Beyond Pixel Fidelity: Minimizing Perceptual Distortion and Color Bias in Night Photography Rendering
For computational photography researchers, this work addresses perceptual distortion and color bias in night photography, achieving superior perceptual quality over existing methods.
Night Photography Rendering suffers from perceptual gaps and color bias in existing fidelity-focused methods. The proposed pHVI-ISPNet achieves new state-of-the-art results in CIE2000 color difference and LPIPS on the NTIRE 2025 challenge dataset.

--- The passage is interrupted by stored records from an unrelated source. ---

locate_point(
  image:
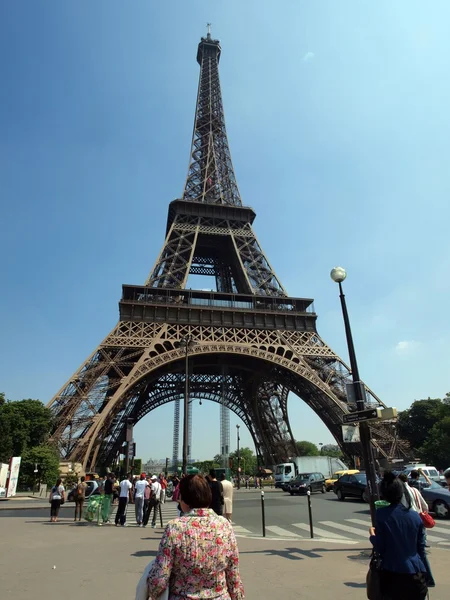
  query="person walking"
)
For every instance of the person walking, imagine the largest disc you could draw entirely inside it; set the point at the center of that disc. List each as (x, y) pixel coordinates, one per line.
(155, 497)
(198, 555)
(79, 496)
(163, 482)
(124, 498)
(109, 495)
(227, 488)
(57, 496)
(217, 500)
(139, 497)
(399, 539)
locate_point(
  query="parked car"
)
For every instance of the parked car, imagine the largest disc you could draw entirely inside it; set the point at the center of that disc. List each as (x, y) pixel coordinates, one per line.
(431, 472)
(329, 483)
(304, 482)
(437, 498)
(92, 489)
(351, 486)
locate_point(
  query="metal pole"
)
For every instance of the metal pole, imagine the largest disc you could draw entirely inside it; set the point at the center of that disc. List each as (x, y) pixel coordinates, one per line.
(263, 514)
(186, 408)
(366, 444)
(239, 460)
(311, 529)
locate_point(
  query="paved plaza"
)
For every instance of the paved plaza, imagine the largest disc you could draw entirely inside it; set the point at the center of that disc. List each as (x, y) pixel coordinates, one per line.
(101, 561)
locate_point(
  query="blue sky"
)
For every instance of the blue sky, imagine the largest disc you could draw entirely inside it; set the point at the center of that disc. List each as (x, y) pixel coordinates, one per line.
(337, 117)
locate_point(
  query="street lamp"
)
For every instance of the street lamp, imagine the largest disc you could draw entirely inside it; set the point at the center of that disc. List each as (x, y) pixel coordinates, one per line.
(239, 458)
(187, 343)
(338, 274)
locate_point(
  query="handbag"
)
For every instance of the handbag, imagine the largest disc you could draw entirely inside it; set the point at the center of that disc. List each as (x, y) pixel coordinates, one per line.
(141, 588)
(427, 520)
(373, 578)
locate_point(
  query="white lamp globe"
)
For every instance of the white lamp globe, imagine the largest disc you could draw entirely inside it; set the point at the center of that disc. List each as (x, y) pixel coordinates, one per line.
(338, 274)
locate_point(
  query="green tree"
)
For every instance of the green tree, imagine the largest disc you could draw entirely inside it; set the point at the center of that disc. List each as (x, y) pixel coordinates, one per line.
(436, 449)
(46, 458)
(248, 461)
(205, 465)
(305, 448)
(24, 424)
(415, 423)
(332, 450)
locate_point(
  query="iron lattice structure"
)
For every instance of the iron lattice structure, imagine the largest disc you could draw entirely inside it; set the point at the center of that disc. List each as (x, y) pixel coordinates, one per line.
(253, 343)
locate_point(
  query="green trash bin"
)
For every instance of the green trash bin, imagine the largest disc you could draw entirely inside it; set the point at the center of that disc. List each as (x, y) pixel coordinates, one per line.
(381, 504)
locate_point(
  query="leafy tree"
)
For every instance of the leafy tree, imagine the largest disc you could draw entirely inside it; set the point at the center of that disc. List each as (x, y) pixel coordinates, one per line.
(46, 458)
(332, 450)
(205, 465)
(24, 424)
(305, 448)
(137, 466)
(416, 423)
(249, 462)
(436, 450)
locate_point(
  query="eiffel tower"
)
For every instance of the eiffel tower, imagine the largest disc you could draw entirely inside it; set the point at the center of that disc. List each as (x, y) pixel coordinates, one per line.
(253, 344)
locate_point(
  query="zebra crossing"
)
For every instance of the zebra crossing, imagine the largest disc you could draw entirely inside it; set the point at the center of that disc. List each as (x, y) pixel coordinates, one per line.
(168, 511)
(346, 531)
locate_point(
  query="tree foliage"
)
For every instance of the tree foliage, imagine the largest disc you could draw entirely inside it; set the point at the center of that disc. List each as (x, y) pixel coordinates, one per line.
(426, 426)
(24, 424)
(332, 450)
(248, 462)
(46, 458)
(305, 448)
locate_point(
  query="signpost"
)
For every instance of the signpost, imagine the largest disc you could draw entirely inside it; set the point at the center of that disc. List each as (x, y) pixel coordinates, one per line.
(370, 414)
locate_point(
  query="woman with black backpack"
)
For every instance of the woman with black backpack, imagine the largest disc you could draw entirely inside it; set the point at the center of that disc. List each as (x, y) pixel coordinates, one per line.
(57, 497)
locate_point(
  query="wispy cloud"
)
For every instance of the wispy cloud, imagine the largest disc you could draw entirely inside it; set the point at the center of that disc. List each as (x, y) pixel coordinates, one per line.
(406, 347)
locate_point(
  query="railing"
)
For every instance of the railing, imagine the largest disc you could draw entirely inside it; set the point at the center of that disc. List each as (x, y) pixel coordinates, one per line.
(145, 295)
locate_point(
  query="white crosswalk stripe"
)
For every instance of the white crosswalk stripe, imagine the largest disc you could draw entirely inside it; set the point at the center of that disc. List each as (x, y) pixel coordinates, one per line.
(319, 532)
(347, 528)
(280, 531)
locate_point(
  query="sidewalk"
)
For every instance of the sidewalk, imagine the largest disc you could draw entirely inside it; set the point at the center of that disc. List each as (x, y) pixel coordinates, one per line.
(90, 557)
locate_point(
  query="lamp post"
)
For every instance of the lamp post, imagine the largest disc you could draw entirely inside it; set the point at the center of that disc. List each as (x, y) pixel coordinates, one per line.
(186, 343)
(239, 458)
(338, 274)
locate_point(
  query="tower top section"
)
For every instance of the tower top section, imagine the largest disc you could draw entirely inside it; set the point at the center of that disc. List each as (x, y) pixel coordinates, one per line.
(211, 177)
(208, 46)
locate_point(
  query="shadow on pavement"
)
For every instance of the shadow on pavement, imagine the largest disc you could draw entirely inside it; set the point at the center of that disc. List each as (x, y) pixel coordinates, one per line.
(141, 553)
(301, 553)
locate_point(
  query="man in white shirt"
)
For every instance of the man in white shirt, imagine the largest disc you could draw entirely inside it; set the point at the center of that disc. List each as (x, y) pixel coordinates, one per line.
(155, 497)
(125, 495)
(139, 491)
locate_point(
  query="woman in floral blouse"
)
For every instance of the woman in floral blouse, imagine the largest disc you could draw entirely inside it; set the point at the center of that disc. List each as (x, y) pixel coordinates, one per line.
(198, 556)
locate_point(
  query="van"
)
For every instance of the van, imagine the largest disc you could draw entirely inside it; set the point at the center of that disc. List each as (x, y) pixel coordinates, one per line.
(329, 483)
(430, 472)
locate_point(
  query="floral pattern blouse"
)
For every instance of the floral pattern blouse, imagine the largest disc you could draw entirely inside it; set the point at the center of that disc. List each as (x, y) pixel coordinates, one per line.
(198, 558)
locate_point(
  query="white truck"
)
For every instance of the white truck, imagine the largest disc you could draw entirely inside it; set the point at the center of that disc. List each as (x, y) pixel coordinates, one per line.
(327, 465)
(4, 469)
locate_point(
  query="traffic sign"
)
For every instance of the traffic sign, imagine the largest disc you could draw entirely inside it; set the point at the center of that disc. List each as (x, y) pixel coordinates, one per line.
(369, 414)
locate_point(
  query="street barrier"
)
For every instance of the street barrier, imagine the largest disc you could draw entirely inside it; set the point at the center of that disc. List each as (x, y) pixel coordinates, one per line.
(263, 514)
(308, 493)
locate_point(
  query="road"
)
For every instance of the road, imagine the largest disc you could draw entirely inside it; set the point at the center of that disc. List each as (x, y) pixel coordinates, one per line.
(286, 517)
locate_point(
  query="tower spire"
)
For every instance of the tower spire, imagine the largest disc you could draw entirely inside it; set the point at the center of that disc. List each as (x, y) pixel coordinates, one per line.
(211, 177)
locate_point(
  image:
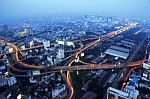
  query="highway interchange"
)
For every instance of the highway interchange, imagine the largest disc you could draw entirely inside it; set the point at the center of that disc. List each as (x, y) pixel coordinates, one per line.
(65, 70)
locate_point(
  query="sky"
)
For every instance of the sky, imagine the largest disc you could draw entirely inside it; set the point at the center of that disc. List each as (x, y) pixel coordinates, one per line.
(25, 8)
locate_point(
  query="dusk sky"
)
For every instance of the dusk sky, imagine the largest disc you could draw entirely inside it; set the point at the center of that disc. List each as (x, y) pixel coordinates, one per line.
(19, 8)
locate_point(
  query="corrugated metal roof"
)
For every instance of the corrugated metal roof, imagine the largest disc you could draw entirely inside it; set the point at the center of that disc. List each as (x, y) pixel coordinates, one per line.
(120, 49)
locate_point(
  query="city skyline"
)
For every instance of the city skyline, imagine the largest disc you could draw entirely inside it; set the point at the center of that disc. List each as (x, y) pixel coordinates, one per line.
(26, 8)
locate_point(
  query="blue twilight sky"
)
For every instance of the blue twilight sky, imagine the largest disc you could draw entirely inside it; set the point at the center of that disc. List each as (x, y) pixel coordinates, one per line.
(19, 8)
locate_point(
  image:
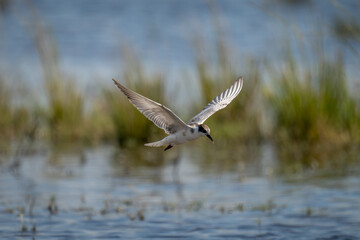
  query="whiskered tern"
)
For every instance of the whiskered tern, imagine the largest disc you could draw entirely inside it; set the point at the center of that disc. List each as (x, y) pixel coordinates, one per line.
(179, 131)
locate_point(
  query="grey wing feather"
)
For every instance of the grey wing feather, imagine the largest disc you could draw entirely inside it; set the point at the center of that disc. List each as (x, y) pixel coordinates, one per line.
(220, 102)
(160, 115)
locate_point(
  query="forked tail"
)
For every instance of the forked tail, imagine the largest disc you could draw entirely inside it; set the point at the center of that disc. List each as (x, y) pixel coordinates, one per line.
(156, 144)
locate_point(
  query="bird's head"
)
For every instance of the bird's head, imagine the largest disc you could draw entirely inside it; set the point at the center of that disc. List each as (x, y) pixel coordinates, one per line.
(204, 129)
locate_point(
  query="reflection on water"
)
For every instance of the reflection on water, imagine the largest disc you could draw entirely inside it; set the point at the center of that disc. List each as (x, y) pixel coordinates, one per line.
(190, 192)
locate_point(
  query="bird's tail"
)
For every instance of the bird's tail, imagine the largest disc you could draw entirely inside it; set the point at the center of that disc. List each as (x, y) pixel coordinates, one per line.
(156, 144)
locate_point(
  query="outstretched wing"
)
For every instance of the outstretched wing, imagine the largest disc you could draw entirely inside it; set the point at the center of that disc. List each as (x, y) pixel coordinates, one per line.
(220, 102)
(163, 117)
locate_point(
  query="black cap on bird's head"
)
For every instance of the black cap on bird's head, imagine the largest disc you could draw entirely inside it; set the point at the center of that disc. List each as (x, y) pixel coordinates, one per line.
(205, 130)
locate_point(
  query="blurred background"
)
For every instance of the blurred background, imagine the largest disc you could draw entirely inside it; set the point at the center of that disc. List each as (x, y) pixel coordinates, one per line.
(286, 154)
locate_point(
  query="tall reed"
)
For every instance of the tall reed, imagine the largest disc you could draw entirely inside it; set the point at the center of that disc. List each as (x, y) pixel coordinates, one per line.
(314, 104)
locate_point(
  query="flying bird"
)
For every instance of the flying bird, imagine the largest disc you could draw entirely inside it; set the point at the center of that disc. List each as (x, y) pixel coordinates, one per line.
(179, 131)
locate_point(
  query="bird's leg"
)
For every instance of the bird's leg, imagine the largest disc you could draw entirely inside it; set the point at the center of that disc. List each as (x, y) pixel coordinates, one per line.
(168, 147)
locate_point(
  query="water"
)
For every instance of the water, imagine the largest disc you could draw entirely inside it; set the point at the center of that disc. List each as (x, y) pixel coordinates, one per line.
(90, 34)
(239, 192)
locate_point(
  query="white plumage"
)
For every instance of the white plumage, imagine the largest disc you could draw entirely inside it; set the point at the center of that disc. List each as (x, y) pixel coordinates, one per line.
(178, 131)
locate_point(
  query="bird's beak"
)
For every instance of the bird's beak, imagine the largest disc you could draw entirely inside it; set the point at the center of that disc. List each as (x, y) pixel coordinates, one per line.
(208, 135)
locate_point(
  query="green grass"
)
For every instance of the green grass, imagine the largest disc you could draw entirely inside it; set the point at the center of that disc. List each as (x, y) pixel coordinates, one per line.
(242, 118)
(5, 110)
(313, 105)
(129, 125)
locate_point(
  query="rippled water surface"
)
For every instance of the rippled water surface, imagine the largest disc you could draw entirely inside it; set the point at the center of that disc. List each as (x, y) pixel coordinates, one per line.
(239, 193)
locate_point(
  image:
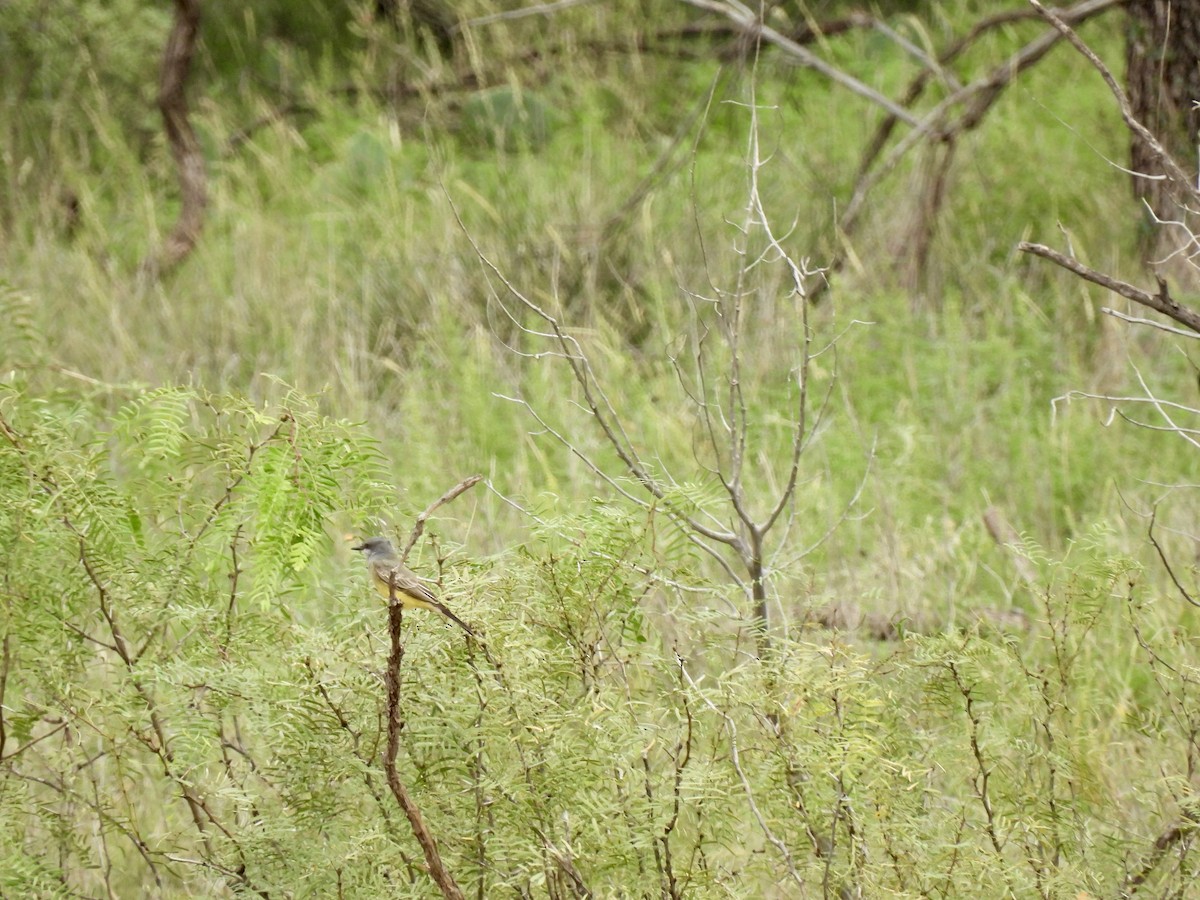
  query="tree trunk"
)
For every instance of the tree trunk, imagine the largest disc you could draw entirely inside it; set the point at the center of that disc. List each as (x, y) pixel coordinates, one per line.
(185, 147)
(1163, 81)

Night Photography Rendering (NPR) poses a significant challenge due to the extreme contrast between dark and illuminated areas in scenes, stemming from concurrent capture of severely dark regions alongside intense point light sources. Existing methods, which are mainly tailored for fidelity metrics, reveal considerable perceptual gaps and often detract from visual quality. We introduce pHVI-ISPNet, a novel RAW-to-RGB framework built on the robust HVI color space. Our network integrates four distinct key refinements: RAW-domain feature processing and Wavelet-based feature propagation to mitigate high-frequency detail loss; sample-based dynamic loss coefficients to ensure stable learning across varying exposure levels; and loss term based on feature distributions to maintain rigorous color constancy. Evaluations on the dataset introduced in the NTIRE 2025 challenge on NPR confirm our approach achieves competitive fidelity while establishing new state-of-the-art results in both CIE2000 color difference and LPIPS. This validates our perceptually-driven design for high-quality nighttime imaging.